J2.1 A study on the low-elevation clouds over the Southern Ocean with A-Train observation and WRF simulations

Monday, 9 July 2012: 10:30 AM
Essex Center/South (Westin Copley Place)
Yi Huang, Monash University, Monash UNI, VIC, Australia; and S. T. Siems, M. J. Manton, A. Protat, and J. Delanoë

The thermodynamic phase of the prevailing low-altitude clouds (tops below 3km) has a strong effect upon the radiative budget over the Southern Ocean (SO) (Mace et al. 2010), which has been found to be poorly represented in both state-of-the-art reanalysis and coupled global climate models (Trenberth and Fasullo, 2010).

A 4-yr climatology of the thermodynamic phase and structure of the clouds over the SO (40-65°S,100-160°E) has been constructed with the A-Train merged product DARDAR-MASK for winter and summer. Low-elevation clouds (tops below 1km) with a weak seasonal cycle dominate this climatology. Such clouds predominantly reside in the temperature range from freezing to -20° C and are difficult to observe as a result of the physical limitation of the Cloud Profiling Radar (CPR) at this altitude and the lidar signal of CALIPSO commonly being attenuated. A cloud-top phase climatology comparison between CALIPSO, DARDAR-MASK and MODIS highlights the extensive presence of supercooled liquid water over the SO, particularly during summer. Glaciated and mixed phase cloud tops are appreciably recorded by DARDAR-MASK especially during winter.

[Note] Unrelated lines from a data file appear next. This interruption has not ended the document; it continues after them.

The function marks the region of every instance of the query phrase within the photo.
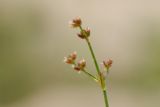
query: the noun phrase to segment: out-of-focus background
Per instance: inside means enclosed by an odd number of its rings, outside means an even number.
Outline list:
[[[0,107],[104,107],[97,84],[62,62],[76,50],[96,73],[68,27],[76,16],[98,62],[114,60],[110,107],[159,107],[159,0],[0,0]]]

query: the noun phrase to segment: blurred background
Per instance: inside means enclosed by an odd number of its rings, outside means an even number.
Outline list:
[[[85,41],[68,27],[91,28],[98,62],[114,63],[110,107],[160,106],[159,0],[0,0],[0,107],[104,107],[100,88],[63,63],[77,51],[96,74]]]

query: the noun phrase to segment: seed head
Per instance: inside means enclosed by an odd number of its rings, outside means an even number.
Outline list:
[[[76,58],[77,58],[77,53],[73,52],[70,55],[68,55],[68,57],[64,57],[64,62],[67,64],[74,64]]]
[[[81,69],[85,68],[85,66],[86,66],[86,61],[84,59],[78,62],[78,67],[80,67]]]
[[[85,30],[77,34],[81,39],[88,38],[90,36],[90,29],[87,27]]]
[[[80,60],[77,65],[74,66],[74,70],[82,71],[86,67],[86,61],[84,59]]]
[[[72,28],[80,27],[81,24],[82,24],[82,21],[81,21],[81,18],[79,18],[79,17],[74,18],[72,21],[69,22],[69,25],[70,25]]]

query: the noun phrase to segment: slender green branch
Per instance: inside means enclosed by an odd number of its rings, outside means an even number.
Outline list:
[[[104,102],[105,102],[106,107],[109,107],[106,90],[103,90],[103,96],[104,96]]]
[[[91,52],[91,55],[92,55],[92,58],[93,58],[93,61],[94,61],[94,64],[95,64],[95,67],[96,67],[96,71],[99,75],[99,79],[100,79],[100,83],[101,83],[101,88],[103,90],[103,96],[104,96],[104,101],[105,101],[105,105],[106,107],[109,107],[109,104],[108,104],[108,99],[107,99],[107,92],[106,92],[106,82],[105,82],[105,79],[103,79],[103,76],[102,76],[102,73],[100,72],[100,69],[99,69],[99,66],[98,66],[98,63],[97,63],[97,60],[96,60],[96,57],[95,57],[95,54],[93,52],[93,48],[92,48],[92,45],[87,37],[87,34],[84,32],[83,28],[80,26],[79,27],[81,32],[85,35],[85,39],[86,39],[86,42],[88,44],[88,47],[89,47],[89,50]]]

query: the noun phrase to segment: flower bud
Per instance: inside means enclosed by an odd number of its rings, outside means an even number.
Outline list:
[[[107,68],[107,70],[112,66],[113,61],[111,59],[103,61],[103,65]]]
[[[81,26],[82,21],[79,17],[77,17],[77,18],[74,18],[72,21],[70,21],[69,24],[71,27],[76,28]]]
[[[84,69],[85,66],[86,66],[86,61],[85,61],[84,59],[82,59],[82,60],[80,60],[80,61],[78,62],[78,67],[79,67],[80,69]]]
[[[87,27],[85,30],[77,34],[81,39],[88,38],[90,36],[90,29]]]
[[[67,64],[74,64],[76,58],[77,58],[77,53],[73,52],[68,57],[64,57],[64,62]]]
[[[80,68],[80,67],[78,67],[78,66],[74,66],[74,70],[76,70],[76,71],[80,71],[80,70],[81,70],[81,68]]]

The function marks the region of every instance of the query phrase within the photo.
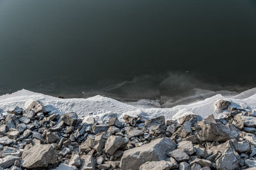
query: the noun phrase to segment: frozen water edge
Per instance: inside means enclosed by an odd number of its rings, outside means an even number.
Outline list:
[[[225,114],[216,111],[214,103],[219,99],[230,101],[233,105],[239,105],[240,108],[246,110],[255,110],[256,88],[233,97],[225,97],[221,94],[217,94],[204,101],[171,108],[136,107],[101,96],[87,99],[59,99],[22,89],[11,94],[0,96],[0,113],[3,113],[16,106],[24,108],[26,102],[39,100],[47,106],[49,111],[55,111],[60,114],[76,112],[81,118],[93,116],[100,122],[108,120],[109,117],[120,117],[122,114],[134,117],[140,115],[146,118],[164,115],[166,119],[177,119],[191,113],[205,118],[212,114],[215,118],[218,118]]]

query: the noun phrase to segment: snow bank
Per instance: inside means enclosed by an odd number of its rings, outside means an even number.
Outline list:
[[[256,109],[256,89],[244,92],[239,95],[226,98],[218,94],[204,101],[186,105],[179,105],[171,108],[147,108],[133,106],[111,98],[96,96],[88,99],[59,99],[42,94],[33,92],[26,90],[19,90],[11,94],[0,96],[0,113],[15,106],[24,107],[26,102],[40,100],[49,111],[60,114],[65,112],[76,112],[79,117],[83,118],[93,116],[99,121],[106,121],[109,117],[122,114],[146,118],[164,115],[167,119],[177,119],[186,114],[196,114],[205,118],[213,114],[216,118],[223,113],[216,112],[214,103],[220,99],[228,100],[234,106],[254,110]]]

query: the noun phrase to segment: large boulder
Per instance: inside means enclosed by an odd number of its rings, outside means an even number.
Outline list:
[[[62,120],[68,125],[75,125],[77,120],[77,115],[74,112],[64,113],[62,115]]]
[[[167,153],[176,148],[176,143],[168,138],[157,139],[148,144],[126,150],[121,159],[121,169],[139,169],[147,161],[165,160]]]
[[[147,162],[140,167],[140,170],[169,170],[173,167],[171,162],[160,160]]]
[[[57,156],[51,144],[37,144],[25,150],[21,158],[22,166],[28,169],[47,167],[57,161]]]
[[[212,123],[205,121],[198,122],[198,125],[201,129],[198,138],[202,141],[224,142],[230,139],[235,139],[238,134],[230,131],[229,129],[221,123]]]
[[[125,141],[121,136],[110,136],[105,145],[105,152],[109,155],[114,154],[115,152],[124,143]]]

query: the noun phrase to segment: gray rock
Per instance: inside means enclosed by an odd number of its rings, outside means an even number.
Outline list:
[[[19,119],[19,120],[21,122],[23,122],[23,123],[26,124],[28,124],[30,122],[30,119],[29,119],[29,118],[26,118],[25,117],[20,118]]]
[[[56,169],[53,170],[77,170],[78,169],[76,166],[69,166],[65,164],[60,164]]]
[[[140,136],[144,134],[144,132],[142,130],[136,129],[132,127],[128,127],[126,129],[126,131],[128,134],[128,138]]]
[[[145,127],[148,131],[157,130],[164,125],[165,125],[164,116],[146,120],[145,121]]]
[[[124,139],[120,136],[110,136],[105,145],[105,152],[111,155],[113,155],[115,152],[124,143]]]
[[[35,112],[31,110],[25,110],[23,112],[23,117],[25,117],[29,119],[32,119],[35,115]]]
[[[0,134],[5,135],[7,131],[7,125],[3,124],[0,125]]]
[[[238,134],[230,131],[228,127],[221,123],[207,123],[201,121],[198,124],[201,129],[198,138],[202,141],[221,141],[224,142],[230,139],[235,139]]]
[[[0,159],[0,167],[3,168],[8,168],[14,164],[16,160],[20,160],[19,157],[15,157],[12,155],[6,156],[3,159]]]
[[[239,167],[236,155],[231,149],[222,154],[216,161],[216,165],[218,170],[235,170]]]
[[[38,144],[25,150],[22,159],[22,166],[25,168],[47,167],[49,164],[56,163],[57,156],[51,144]]]
[[[72,155],[70,161],[69,162],[68,165],[70,166],[74,166],[77,167],[79,167],[81,166],[81,159],[79,155],[77,154]]]
[[[244,160],[244,164],[249,167],[256,167],[256,160],[246,159]]]
[[[12,110],[7,111],[8,113],[15,114],[17,115],[20,115],[22,113],[23,110],[18,106],[13,109]]]
[[[82,155],[81,156],[81,166],[79,170],[95,170],[95,165],[92,155]]]
[[[70,154],[72,153],[71,150],[68,147],[65,147],[61,152],[59,153],[59,155],[65,157],[67,155]]]
[[[15,148],[4,146],[3,151],[1,153],[2,157],[5,157],[8,155],[12,155],[13,157],[20,157],[21,152],[20,150]]]
[[[60,136],[58,135],[56,132],[47,132],[45,137],[46,137],[46,142],[48,143],[54,143],[60,138]]]
[[[238,153],[247,152],[251,150],[249,143],[245,141],[239,142],[233,140],[232,144]]]
[[[230,101],[224,101],[223,99],[219,100],[216,103],[215,103],[215,106],[219,110],[226,110],[230,104],[231,103]]]
[[[4,137],[0,138],[0,144],[1,144],[1,145],[10,145],[13,143],[13,140],[10,139],[7,136],[4,136]]]
[[[76,125],[77,120],[77,115],[76,113],[64,113],[61,117],[64,122],[68,125]]]
[[[20,133],[19,131],[15,131],[8,132],[7,133],[7,136],[10,139],[17,139],[17,138],[18,138],[19,136],[20,136]]]
[[[140,167],[140,170],[169,170],[172,167],[173,165],[168,161],[148,161]]]
[[[169,155],[178,162],[186,161],[189,159],[189,157],[188,154],[180,149],[173,150],[170,152]]]
[[[168,138],[159,138],[148,144],[126,150],[121,159],[122,169],[139,169],[147,161],[167,158],[167,153],[176,148],[176,144]]]
[[[177,148],[191,155],[195,153],[194,147],[191,141],[184,141],[178,143]]]
[[[193,161],[190,162],[190,165],[192,165],[195,163],[198,164],[202,167],[205,167],[205,166],[212,167],[212,162],[210,160],[206,159],[196,158]]]
[[[100,125],[93,124],[92,127],[92,129],[93,132],[95,134],[97,134],[99,133],[108,131],[108,125],[104,124],[100,124]]]
[[[44,106],[39,101],[33,101],[29,106],[28,106],[26,109],[33,110],[35,113],[38,113],[39,111],[45,112]]]
[[[184,123],[175,133],[180,138],[186,138],[191,132],[192,132],[191,122],[188,121]]]
[[[191,170],[191,167],[189,164],[186,162],[180,162],[180,166],[179,167],[179,170]]]

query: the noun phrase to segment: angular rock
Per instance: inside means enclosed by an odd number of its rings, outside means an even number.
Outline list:
[[[169,170],[173,167],[170,162],[165,160],[148,161],[140,167],[140,170]]]
[[[77,154],[72,155],[68,165],[74,166],[76,166],[77,167],[79,167],[81,166],[81,159],[79,155]]]
[[[148,144],[126,150],[121,159],[122,169],[139,169],[147,161],[165,160],[167,153],[176,148],[176,144],[168,138],[159,138]]]
[[[77,120],[77,115],[74,112],[64,113],[62,115],[62,120],[68,125],[76,125]]]
[[[56,169],[52,170],[77,170],[78,169],[76,166],[68,166],[65,164],[60,164]]]
[[[82,155],[81,156],[81,166],[79,170],[94,170],[95,165],[92,155]]]
[[[179,166],[179,170],[191,170],[191,167],[189,164],[186,162],[180,162]]]
[[[28,101],[27,103],[29,103],[30,101]],[[31,103],[26,103],[28,106],[26,107],[26,109],[33,110],[35,113],[38,113],[39,111],[45,112],[45,108],[43,104],[39,101],[34,101]]]
[[[224,154],[222,154],[216,161],[216,165],[218,170],[235,170],[239,167],[236,155],[230,149],[227,150]]]
[[[6,156],[3,159],[0,159],[0,167],[3,168],[8,168],[14,164],[16,160],[20,160],[19,157],[15,157],[12,155]]]
[[[212,167],[212,162],[210,160],[206,159],[196,158],[193,161],[190,162],[190,165],[192,165],[195,163],[198,164],[202,167],[205,167],[205,166]]]
[[[256,167],[256,160],[246,159],[244,160],[244,164],[249,167]]]
[[[101,125],[93,124],[92,127],[92,129],[93,132],[95,134],[97,134],[99,133],[108,131],[108,125],[104,125],[104,124],[101,124]]]
[[[180,149],[173,150],[170,152],[169,155],[178,162],[186,161],[189,159],[189,157],[188,154]]]
[[[21,155],[21,152],[17,148],[4,146],[1,153],[1,155],[3,157],[7,157],[8,155],[12,155],[13,157],[20,157]]]
[[[128,127],[126,129],[126,131],[128,134],[128,138],[140,136],[144,134],[144,132],[142,130],[136,129],[132,127]]]
[[[4,136],[4,137],[0,138],[0,144],[1,145],[10,145],[12,143],[13,143],[13,140],[10,139],[7,136]]]
[[[49,164],[56,163],[57,156],[51,144],[38,144],[25,150],[22,159],[22,166],[25,168],[47,167]]]
[[[191,141],[184,141],[178,143],[177,148],[191,155],[195,153],[194,147]]]
[[[223,99],[219,100],[216,103],[215,103],[215,106],[219,110],[226,110],[230,104],[231,103],[230,101],[224,101]]]
[[[111,155],[113,155],[115,152],[124,143],[124,139],[120,136],[110,136],[105,145],[105,152]]]
[[[192,132],[191,122],[188,121],[183,124],[175,133],[180,138],[186,138],[191,132]]]
[[[209,123],[200,122],[198,124],[201,131],[198,138],[202,141],[221,141],[224,142],[230,139],[235,139],[238,134],[230,131],[228,127],[221,123]]]

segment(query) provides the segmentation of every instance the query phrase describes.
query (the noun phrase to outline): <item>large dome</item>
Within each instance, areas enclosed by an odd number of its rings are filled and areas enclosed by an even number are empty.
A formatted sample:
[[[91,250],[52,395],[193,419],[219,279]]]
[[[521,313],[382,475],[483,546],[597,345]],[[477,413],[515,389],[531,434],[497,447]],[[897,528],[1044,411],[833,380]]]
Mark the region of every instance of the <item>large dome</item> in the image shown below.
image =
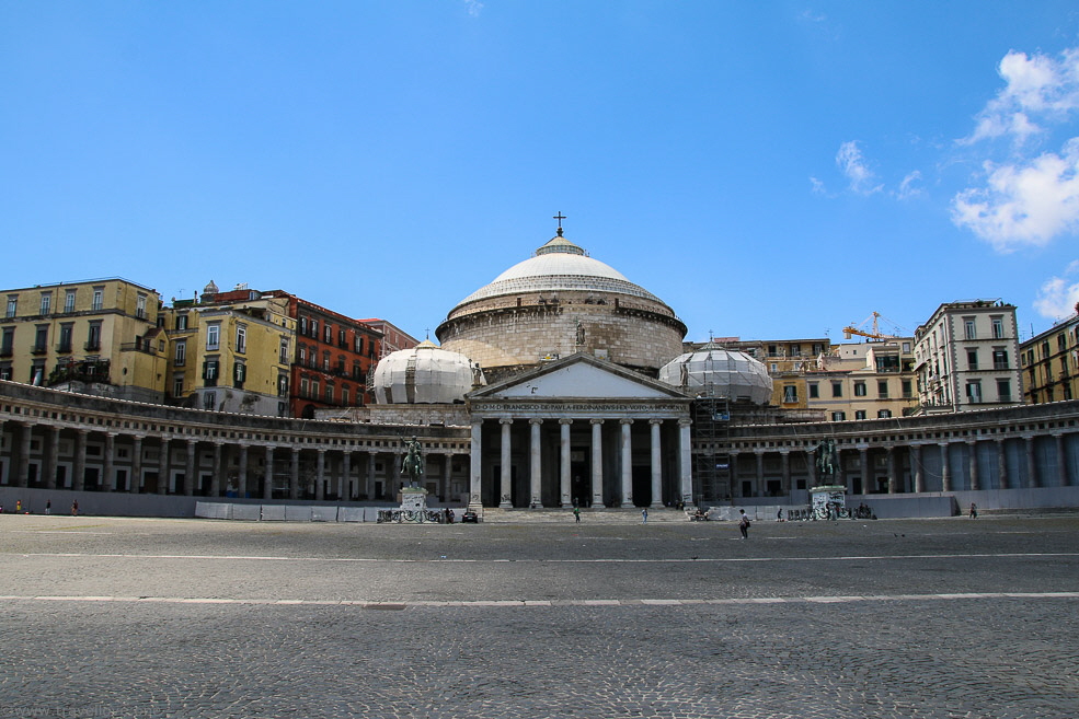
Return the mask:
[[[689,394],[748,399],[766,405],[772,396],[772,379],[762,363],[745,352],[711,344],[687,352],[659,369],[659,381]]]
[[[425,339],[411,349],[391,352],[375,368],[375,402],[452,404],[482,383],[469,358],[439,349]],[[479,380],[479,381],[478,381]]]
[[[501,381],[574,352],[655,376],[686,325],[663,300],[558,235],[457,304],[435,330],[444,349]]]
[[[537,250],[535,256],[498,275],[490,285],[464,298],[458,306],[506,294],[560,290],[617,292],[659,302],[659,298],[629,281],[610,265],[593,259],[560,233]]]

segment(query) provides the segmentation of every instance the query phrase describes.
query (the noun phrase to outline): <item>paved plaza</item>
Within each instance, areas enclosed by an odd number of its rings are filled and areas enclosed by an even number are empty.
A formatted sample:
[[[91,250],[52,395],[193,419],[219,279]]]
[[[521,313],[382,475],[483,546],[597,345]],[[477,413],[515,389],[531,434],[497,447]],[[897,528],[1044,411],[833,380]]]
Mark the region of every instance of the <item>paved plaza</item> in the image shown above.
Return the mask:
[[[0,717],[1079,716],[1071,515],[0,542]]]

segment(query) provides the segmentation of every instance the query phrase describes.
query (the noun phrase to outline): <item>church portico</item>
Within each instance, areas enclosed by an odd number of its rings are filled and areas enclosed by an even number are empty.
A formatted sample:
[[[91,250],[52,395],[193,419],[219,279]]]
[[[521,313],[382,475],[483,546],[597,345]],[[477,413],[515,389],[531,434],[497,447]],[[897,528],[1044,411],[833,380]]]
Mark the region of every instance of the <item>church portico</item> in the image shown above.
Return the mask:
[[[662,507],[691,476],[680,424],[690,398],[587,355],[477,390],[468,403],[473,503]]]

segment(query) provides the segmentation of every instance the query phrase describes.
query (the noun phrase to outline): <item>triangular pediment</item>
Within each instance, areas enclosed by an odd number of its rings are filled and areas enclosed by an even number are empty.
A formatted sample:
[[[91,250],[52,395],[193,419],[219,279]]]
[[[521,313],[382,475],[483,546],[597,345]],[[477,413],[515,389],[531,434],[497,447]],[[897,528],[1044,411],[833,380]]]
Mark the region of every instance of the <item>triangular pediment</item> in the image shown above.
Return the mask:
[[[472,399],[673,399],[681,392],[613,362],[573,355],[469,395]]]

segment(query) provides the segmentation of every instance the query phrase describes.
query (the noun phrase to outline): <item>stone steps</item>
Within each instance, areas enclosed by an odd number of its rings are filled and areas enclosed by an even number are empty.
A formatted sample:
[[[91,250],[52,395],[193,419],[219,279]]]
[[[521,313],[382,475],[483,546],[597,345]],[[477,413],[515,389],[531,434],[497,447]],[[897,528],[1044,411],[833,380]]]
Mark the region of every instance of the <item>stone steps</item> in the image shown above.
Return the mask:
[[[582,509],[582,524],[640,524],[640,508]],[[572,509],[498,509],[485,507],[482,521],[491,524],[573,524]],[[653,522],[688,522],[686,512],[677,509],[648,508],[648,524]]]

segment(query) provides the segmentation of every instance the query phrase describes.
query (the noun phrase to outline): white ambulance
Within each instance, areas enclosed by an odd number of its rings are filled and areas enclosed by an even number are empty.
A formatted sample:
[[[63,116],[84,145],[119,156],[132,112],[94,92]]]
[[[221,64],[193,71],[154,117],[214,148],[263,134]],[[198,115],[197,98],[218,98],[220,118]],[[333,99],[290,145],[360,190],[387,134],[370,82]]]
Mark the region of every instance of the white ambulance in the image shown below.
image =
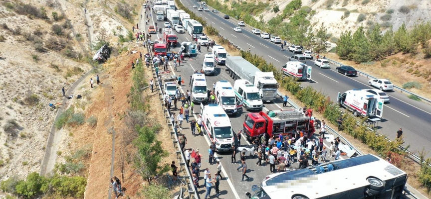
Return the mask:
[[[211,141],[216,143],[216,151],[232,150],[235,142],[230,120],[221,106],[210,104],[201,106],[202,126]]]
[[[299,80],[311,79],[311,67],[303,63],[295,61],[288,62],[281,69],[286,75],[292,76]]]
[[[247,80],[237,80],[233,85],[236,100],[242,101],[248,110],[262,111],[263,102],[260,99],[259,89]]]
[[[205,75],[201,73],[193,74],[190,85],[192,87],[191,98],[194,103],[201,103],[208,100],[207,81]]]
[[[347,91],[338,93],[337,102],[341,106],[353,112],[356,116],[376,116],[382,118],[383,113],[383,99],[367,92],[366,89]]]
[[[242,106],[241,101],[237,100],[235,97],[235,92],[232,85],[226,80],[222,80],[216,83],[215,88],[216,100],[228,115],[236,113]]]
[[[217,65],[224,65],[226,63],[226,56],[227,52],[222,46],[216,45],[213,47],[213,54],[214,55],[214,62]]]

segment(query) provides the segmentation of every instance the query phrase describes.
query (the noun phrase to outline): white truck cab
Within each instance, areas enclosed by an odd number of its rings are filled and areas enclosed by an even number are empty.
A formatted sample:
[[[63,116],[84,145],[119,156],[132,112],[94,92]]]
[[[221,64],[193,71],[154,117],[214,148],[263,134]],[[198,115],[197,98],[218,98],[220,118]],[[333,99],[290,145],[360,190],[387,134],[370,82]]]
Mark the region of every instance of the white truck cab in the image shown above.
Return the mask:
[[[281,69],[286,75],[299,80],[311,80],[311,67],[298,61],[288,62]]]
[[[221,106],[210,104],[201,106],[203,129],[211,141],[216,143],[216,151],[232,150],[235,138],[230,120]]]
[[[214,75],[215,70],[214,64],[214,55],[211,53],[205,54],[204,62],[202,63],[202,70],[205,75]]]
[[[201,103],[208,100],[207,95],[207,81],[205,75],[198,73],[192,76],[191,98],[193,102]]]
[[[382,118],[383,113],[383,99],[367,92],[367,89],[347,91],[338,93],[337,102],[340,105],[353,112],[356,116]]]
[[[226,63],[226,56],[227,52],[226,49],[219,45],[213,47],[213,54],[214,55],[214,62],[218,65],[224,65]]]
[[[242,106],[242,102],[236,100],[235,92],[232,85],[226,80],[216,83],[214,89],[216,100],[221,106],[228,115],[238,113],[238,109]]]
[[[242,101],[247,110],[262,111],[263,102],[259,90],[247,80],[237,80],[233,85],[236,100]]]

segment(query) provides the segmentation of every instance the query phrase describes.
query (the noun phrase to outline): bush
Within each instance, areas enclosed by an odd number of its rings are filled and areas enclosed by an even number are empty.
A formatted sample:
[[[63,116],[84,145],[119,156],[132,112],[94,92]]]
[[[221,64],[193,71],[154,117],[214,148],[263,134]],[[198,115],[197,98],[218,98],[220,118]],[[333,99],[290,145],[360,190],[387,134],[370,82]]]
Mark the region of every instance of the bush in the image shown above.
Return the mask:
[[[362,22],[364,20],[365,20],[366,18],[367,18],[367,17],[365,16],[365,15],[363,13],[361,13],[359,14],[359,15],[358,16],[358,18],[356,19],[356,21],[358,22]]]
[[[418,82],[409,82],[403,85],[403,88],[404,89],[421,89],[422,88],[422,85]]]
[[[52,30],[52,32],[54,32],[54,33],[57,35],[62,35],[64,33],[63,27],[61,27],[61,25],[56,24],[52,25],[52,26],[51,27],[51,30]]]
[[[400,7],[400,8],[398,9],[398,11],[404,14],[408,14],[409,12],[410,12],[410,8],[406,5],[403,5],[401,7]]]

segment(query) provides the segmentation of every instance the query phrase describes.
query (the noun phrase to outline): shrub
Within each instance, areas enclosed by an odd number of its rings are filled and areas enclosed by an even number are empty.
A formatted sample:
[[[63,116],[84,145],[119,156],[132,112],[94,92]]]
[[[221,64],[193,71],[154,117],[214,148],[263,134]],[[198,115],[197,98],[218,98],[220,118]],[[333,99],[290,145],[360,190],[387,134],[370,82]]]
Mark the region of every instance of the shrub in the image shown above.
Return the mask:
[[[380,19],[383,21],[389,21],[392,18],[392,15],[390,14],[386,14],[380,17]]]
[[[409,82],[403,85],[403,88],[404,89],[421,89],[422,88],[422,85],[418,82]]]
[[[359,14],[359,15],[358,16],[358,18],[356,19],[356,21],[358,22],[362,22],[364,20],[365,20],[366,18],[367,17],[365,16],[365,14],[361,13]]]
[[[92,115],[88,117],[88,119],[87,119],[87,123],[92,128],[95,128],[97,125],[97,118]]]
[[[61,27],[61,25],[57,24],[52,25],[52,26],[51,27],[51,30],[52,30],[52,32],[54,32],[54,33],[57,35],[62,35],[63,34],[64,34],[63,27]]]
[[[400,8],[398,9],[398,11],[402,13],[407,14],[409,12],[410,12],[410,8],[406,5],[403,5],[401,7],[400,7]]]

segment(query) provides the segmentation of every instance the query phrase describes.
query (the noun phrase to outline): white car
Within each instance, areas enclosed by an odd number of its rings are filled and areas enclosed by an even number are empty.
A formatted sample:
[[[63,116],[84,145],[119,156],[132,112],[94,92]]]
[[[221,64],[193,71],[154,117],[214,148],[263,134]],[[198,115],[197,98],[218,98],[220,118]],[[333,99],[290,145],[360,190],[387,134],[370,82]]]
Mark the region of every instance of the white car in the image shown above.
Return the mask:
[[[329,68],[329,61],[323,59],[319,59],[314,61],[314,65],[319,68]]]
[[[377,96],[385,102],[389,101],[389,96],[388,96],[385,92],[380,91],[378,89],[367,89],[367,93],[369,93]]]
[[[392,91],[394,90],[394,85],[389,80],[384,79],[376,79],[368,81],[368,85],[376,87],[380,91]]]
[[[304,51],[304,53],[302,54],[302,55],[307,58],[307,59],[313,59],[313,53],[311,53],[311,51],[309,50]]]
[[[299,46],[289,46],[289,51],[291,51],[293,53],[302,52],[302,47]]]
[[[175,26],[175,30],[178,33],[184,33],[184,28],[182,26],[180,25],[177,25]]]
[[[260,37],[262,37],[264,39],[269,39],[269,34],[266,32],[262,32],[260,33]]]
[[[260,34],[260,30],[257,28],[253,28],[251,29],[251,32],[253,34]]]

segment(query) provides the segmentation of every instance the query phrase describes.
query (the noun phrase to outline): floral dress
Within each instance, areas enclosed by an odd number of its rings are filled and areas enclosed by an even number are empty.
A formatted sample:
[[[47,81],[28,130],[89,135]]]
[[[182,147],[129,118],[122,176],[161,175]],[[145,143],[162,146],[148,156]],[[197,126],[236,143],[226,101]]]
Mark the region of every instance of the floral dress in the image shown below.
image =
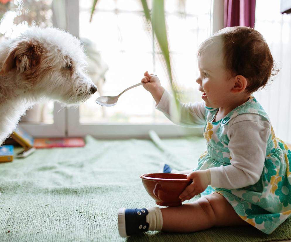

A-Train observations have also been used to evaluate the Weather Research and Forecasting (WRFV3.3.1) simulations over this domain. These simulations show skill in capturing the overall structure and phase composition of the convective clouds associated with frontal passages, although they are sensitive to the microphysics scheme employed. The simulations, however, have greater difficulty capturing the wide spread low-elevation clouds that are not immediately associated with the frontal passage.